Abstract
The role of a metabolically independent lead removal mechanism in an industrially obtained lead-precipitating consortium was investigated. Cultures were prepared under anaerobic conditions for 24 hours in batch reactors starting with 20 g L-1 tryptone, 10 g L-1 yeast extract, 1.0 g L-1 NaCl and 0.43 g L-1 NaNO3. Bacteria were suspended in 50 mM of sodium azide (NaN3) solution for 3 h to successfully inhibit the microbial respiratory chain, thereby preventing bacteria growth and activity. Fourier-transform infrared spectroscopy (FTIR) was used to inspect whether NaN3 deformed the structure of bacteria cell walls and changed material characteristics.
Reactors containing 100 mL of 80 mg L-1 Pb(II) and 1.0 g/L NaCl were spiked with 1 mL of NaN3-sterilized bacteria culture and sampled over a 3 h period. Bulk Pb(II) concentration and metabolic activity were measured.
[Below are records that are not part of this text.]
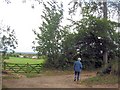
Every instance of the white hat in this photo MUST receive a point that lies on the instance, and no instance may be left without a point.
(79, 59)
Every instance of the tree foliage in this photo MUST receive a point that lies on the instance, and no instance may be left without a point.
(51, 34)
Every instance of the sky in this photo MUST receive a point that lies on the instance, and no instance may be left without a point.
(23, 19)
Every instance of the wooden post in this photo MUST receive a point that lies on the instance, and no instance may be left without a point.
(4, 65)
(27, 67)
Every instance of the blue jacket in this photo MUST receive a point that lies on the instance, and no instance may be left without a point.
(77, 66)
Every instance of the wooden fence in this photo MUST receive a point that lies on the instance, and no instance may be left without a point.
(26, 68)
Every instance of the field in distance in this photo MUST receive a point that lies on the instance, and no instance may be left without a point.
(18, 60)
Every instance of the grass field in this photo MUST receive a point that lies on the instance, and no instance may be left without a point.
(24, 60)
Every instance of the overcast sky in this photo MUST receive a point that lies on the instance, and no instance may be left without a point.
(23, 19)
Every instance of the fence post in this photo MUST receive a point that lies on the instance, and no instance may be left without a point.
(4, 65)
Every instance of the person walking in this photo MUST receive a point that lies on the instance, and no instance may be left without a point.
(77, 69)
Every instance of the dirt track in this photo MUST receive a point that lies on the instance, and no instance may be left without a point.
(61, 81)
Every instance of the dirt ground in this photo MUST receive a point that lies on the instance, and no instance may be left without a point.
(57, 81)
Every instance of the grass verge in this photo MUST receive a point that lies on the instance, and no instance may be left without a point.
(98, 80)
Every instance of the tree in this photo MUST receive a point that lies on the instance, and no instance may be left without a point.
(51, 33)
(100, 9)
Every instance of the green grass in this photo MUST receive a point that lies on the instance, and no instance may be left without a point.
(105, 79)
(24, 60)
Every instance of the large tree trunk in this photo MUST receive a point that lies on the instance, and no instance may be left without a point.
(105, 58)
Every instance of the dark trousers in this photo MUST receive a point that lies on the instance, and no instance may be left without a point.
(77, 75)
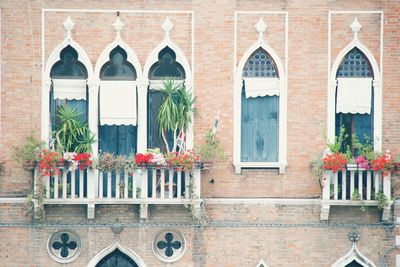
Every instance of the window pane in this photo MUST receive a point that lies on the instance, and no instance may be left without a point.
(166, 67)
(260, 64)
(259, 129)
(69, 66)
(118, 68)
(154, 139)
(355, 64)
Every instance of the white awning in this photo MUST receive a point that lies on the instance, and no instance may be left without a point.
(159, 84)
(118, 103)
(354, 95)
(255, 87)
(70, 89)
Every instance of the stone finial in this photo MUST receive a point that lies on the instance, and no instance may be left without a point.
(355, 27)
(117, 227)
(353, 236)
(68, 26)
(167, 26)
(261, 27)
(118, 25)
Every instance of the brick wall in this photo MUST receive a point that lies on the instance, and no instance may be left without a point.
(312, 244)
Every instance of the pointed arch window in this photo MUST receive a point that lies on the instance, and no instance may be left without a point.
(165, 68)
(354, 101)
(68, 85)
(260, 109)
(118, 105)
(117, 258)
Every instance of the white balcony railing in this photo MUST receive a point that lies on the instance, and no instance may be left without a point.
(354, 187)
(144, 186)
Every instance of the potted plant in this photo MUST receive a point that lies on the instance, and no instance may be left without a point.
(175, 113)
(50, 162)
(105, 162)
(27, 154)
(71, 133)
(182, 161)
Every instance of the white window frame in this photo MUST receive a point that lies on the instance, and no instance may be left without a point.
(377, 84)
(181, 59)
(116, 244)
(94, 88)
(282, 146)
(46, 81)
(354, 255)
(262, 263)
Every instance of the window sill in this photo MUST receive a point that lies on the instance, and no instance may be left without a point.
(260, 165)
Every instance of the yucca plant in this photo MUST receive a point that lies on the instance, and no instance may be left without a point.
(175, 113)
(72, 134)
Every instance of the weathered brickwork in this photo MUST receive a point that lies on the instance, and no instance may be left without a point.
(239, 234)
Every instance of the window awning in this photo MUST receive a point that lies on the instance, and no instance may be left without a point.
(255, 87)
(70, 89)
(354, 95)
(159, 84)
(118, 103)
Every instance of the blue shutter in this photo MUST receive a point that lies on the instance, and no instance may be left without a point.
(355, 64)
(259, 129)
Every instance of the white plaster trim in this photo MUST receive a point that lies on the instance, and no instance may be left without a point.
(157, 11)
(104, 58)
(256, 201)
(354, 254)
(282, 161)
(13, 200)
(116, 245)
(53, 58)
(377, 78)
(181, 59)
(262, 263)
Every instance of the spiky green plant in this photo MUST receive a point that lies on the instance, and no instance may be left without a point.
(71, 131)
(176, 111)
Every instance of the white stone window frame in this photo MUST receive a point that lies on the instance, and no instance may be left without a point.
(94, 88)
(151, 60)
(75, 237)
(46, 81)
(262, 264)
(93, 80)
(377, 82)
(116, 244)
(282, 146)
(353, 255)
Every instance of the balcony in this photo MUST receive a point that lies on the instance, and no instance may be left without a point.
(355, 187)
(147, 185)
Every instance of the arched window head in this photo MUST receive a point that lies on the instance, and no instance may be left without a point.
(117, 258)
(166, 67)
(260, 64)
(355, 64)
(68, 66)
(118, 68)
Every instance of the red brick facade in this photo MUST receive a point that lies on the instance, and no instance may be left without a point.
(240, 233)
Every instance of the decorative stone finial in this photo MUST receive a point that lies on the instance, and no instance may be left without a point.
(353, 236)
(261, 27)
(118, 25)
(68, 26)
(167, 26)
(355, 27)
(117, 227)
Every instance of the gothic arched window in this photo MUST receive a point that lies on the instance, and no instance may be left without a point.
(355, 74)
(260, 109)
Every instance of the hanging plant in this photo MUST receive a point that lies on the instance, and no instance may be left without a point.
(175, 113)
(72, 134)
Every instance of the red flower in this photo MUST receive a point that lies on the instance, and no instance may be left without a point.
(335, 162)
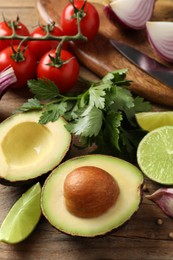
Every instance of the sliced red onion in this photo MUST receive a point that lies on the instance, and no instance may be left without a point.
(164, 199)
(7, 77)
(131, 14)
(160, 36)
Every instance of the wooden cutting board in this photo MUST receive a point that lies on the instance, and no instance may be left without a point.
(100, 57)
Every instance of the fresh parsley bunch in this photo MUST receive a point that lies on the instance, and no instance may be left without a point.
(103, 115)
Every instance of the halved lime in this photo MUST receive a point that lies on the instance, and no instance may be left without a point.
(22, 217)
(155, 155)
(152, 120)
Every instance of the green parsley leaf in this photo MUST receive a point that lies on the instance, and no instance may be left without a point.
(112, 125)
(87, 125)
(31, 104)
(53, 112)
(43, 89)
(97, 95)
(103, 115)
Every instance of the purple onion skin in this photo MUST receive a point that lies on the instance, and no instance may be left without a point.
(114, 19)
(110, 14)
(165, 58)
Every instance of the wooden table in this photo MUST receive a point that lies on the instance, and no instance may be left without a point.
(141, 238)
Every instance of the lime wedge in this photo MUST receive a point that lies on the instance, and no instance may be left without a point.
(152, 120)
(155, 155)
(23, 217)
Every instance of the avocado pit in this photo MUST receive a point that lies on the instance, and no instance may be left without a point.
(90, 191)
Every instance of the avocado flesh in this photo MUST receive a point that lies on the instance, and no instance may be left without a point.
(29, 149)
(129, 179)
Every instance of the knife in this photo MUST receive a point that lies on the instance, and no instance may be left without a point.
(152, 67)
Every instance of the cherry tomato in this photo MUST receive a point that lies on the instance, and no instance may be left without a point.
(39, 48)
(64, 76)
(6, 30)
(24, 69)
(89, 23)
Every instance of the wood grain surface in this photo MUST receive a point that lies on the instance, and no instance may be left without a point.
(100, 57)
(141, 238)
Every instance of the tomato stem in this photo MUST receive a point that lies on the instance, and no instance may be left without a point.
(7, 77)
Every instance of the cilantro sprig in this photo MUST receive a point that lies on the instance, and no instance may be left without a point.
(103, 115)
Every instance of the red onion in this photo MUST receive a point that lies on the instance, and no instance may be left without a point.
(160, 36)
(131, 14)
(163, 197)
(7, 77)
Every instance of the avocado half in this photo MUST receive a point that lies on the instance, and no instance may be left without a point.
(29, 149)
(129, 180)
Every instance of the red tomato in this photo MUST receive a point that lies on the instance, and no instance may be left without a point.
(24, 70)
(39, 48)
(6, 30)
(65, 76)
(89, 23)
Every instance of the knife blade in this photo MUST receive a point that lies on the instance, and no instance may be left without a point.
(152, 67)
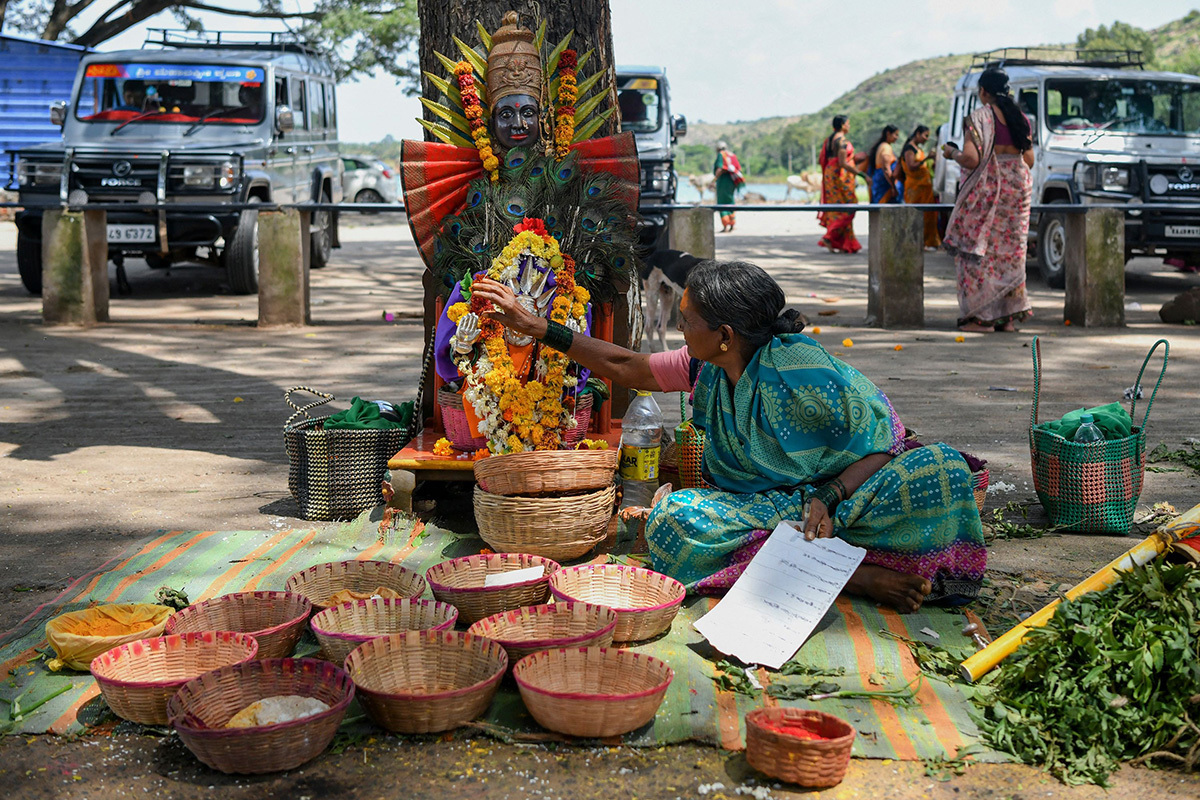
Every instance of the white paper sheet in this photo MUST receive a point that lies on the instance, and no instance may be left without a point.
(515, 576)
(781, 596)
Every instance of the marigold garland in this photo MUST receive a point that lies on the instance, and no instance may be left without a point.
(564, 113)
(474, 113)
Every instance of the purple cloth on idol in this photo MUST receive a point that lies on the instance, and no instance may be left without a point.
(445, 329)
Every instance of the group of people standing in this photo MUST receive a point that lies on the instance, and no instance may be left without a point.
(990, 223)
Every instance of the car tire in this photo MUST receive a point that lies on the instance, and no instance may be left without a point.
(29, 262)
(322, 236)
(369, 196)
(241, 253)
(1053, 247)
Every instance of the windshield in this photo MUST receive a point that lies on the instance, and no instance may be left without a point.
(639, 102)
(171, 92)
(1161, 107)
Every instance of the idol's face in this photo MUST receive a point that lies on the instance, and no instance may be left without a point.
(515, 121)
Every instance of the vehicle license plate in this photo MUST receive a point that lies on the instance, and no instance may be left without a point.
(123, 234)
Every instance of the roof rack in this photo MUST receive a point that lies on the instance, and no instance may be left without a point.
(1031, 56)
(238, 40)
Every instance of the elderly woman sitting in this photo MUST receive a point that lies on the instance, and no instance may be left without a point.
(790, 433)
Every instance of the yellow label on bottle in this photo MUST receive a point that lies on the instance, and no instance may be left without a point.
(639, 463)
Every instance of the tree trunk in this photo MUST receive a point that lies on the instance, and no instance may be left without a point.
(591, 20)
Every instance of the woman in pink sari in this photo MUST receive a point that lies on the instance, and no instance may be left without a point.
(990, 223)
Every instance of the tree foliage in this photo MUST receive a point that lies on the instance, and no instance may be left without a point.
(359, 36)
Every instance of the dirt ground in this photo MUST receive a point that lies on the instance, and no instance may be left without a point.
(171, 417)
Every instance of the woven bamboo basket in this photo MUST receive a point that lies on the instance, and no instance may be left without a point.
(547, 471)
(425, 681)
(274, 618)
(321, 581)
(646, 601)
(555, 528)
(138, 678)
(343, 627)
(547, 627)
(592, 692)
(460, 582)
(202, 708)
(813, 763)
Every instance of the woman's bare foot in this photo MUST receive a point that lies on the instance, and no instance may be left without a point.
(900, 590)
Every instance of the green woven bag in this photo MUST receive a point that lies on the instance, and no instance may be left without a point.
(1091, 488)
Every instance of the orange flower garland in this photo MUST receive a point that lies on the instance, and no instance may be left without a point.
(568, 92)
(474, 113)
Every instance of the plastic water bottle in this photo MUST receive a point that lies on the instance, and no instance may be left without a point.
(641, 437)
(1087, 431)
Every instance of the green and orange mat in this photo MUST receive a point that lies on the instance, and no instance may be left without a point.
(853, 642)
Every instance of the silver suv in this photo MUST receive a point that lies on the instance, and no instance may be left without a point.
(1105, 131)
(193, 120)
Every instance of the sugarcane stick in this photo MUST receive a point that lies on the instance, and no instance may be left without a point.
(984, 661)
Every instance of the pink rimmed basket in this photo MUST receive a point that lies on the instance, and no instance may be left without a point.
(425, 681)
(321, 581)
(646, 601)
(592, 692)
(275, 619)
(202, 708)
(460, 582)
(340, 629)
(138, 678)
(549, 627)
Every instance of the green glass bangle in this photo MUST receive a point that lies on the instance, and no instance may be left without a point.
(558, 336)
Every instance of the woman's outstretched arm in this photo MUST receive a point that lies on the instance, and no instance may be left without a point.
(607, 360)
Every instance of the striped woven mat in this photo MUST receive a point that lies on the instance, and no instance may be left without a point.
(207, 564)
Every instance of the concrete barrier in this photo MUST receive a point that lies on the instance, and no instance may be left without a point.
(75, 268)
(895, 271)
(283, 258)
(1095, 268)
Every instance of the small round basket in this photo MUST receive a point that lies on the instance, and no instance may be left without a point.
(138, 678)
(592, 692)
(461, 583)
(425, 681)
(646, 601)
(343, 627)
(815, 763)
(318, 582)
(547, 471)
(202, 708)
(555, 528)
(274, 618)
(547, 627)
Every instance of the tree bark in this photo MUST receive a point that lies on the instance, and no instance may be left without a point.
(591, 20)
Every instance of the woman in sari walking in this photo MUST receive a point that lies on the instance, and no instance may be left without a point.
(838, 185)
(990, 223)
(918, 184)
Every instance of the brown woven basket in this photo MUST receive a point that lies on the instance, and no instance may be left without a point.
(460, 582)
(343, 627)
(545, 471)
(592, 692)
(275, 618)
(814, 763)
(425, 681)
(202, 708)
(547, 627)
(556, 528)
(321, 581)
(646, 601)
(138, 678)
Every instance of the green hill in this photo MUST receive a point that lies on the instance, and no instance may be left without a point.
(915, 94)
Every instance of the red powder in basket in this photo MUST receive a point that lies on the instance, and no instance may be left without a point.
(798, 728)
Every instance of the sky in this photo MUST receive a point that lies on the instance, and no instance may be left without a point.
(732, 60)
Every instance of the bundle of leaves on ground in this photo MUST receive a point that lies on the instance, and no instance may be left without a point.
(1113, 677)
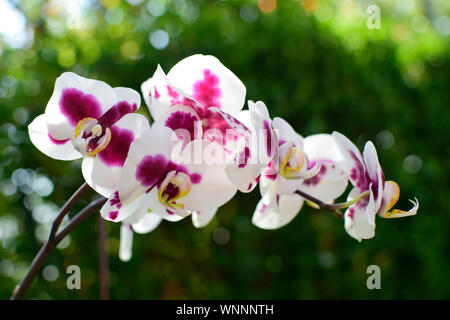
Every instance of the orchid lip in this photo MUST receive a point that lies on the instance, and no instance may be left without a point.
(176, 185)
(292, 162)
(90, 137)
Results showed that NaN3 was an effective means to cease metabolic activity of the consortium without altering the surface properties. Pb(II) is still removed from solution (61.7 %) by dead bacteria after NaN3 sterilization, indicating that the initial removal of Pb(II) from solution by the lead-precipitating consortium is an abiotic process. FTIR analysis revealed functional groups such as carboxyl, amine, and phosphate playing a role in Pb(II) biosorption.
Conclusions drawn from this study allow for future experimentation, modelling, and optimization of the biosorption mechanism in an industrially obtained lead-precipitating consortium.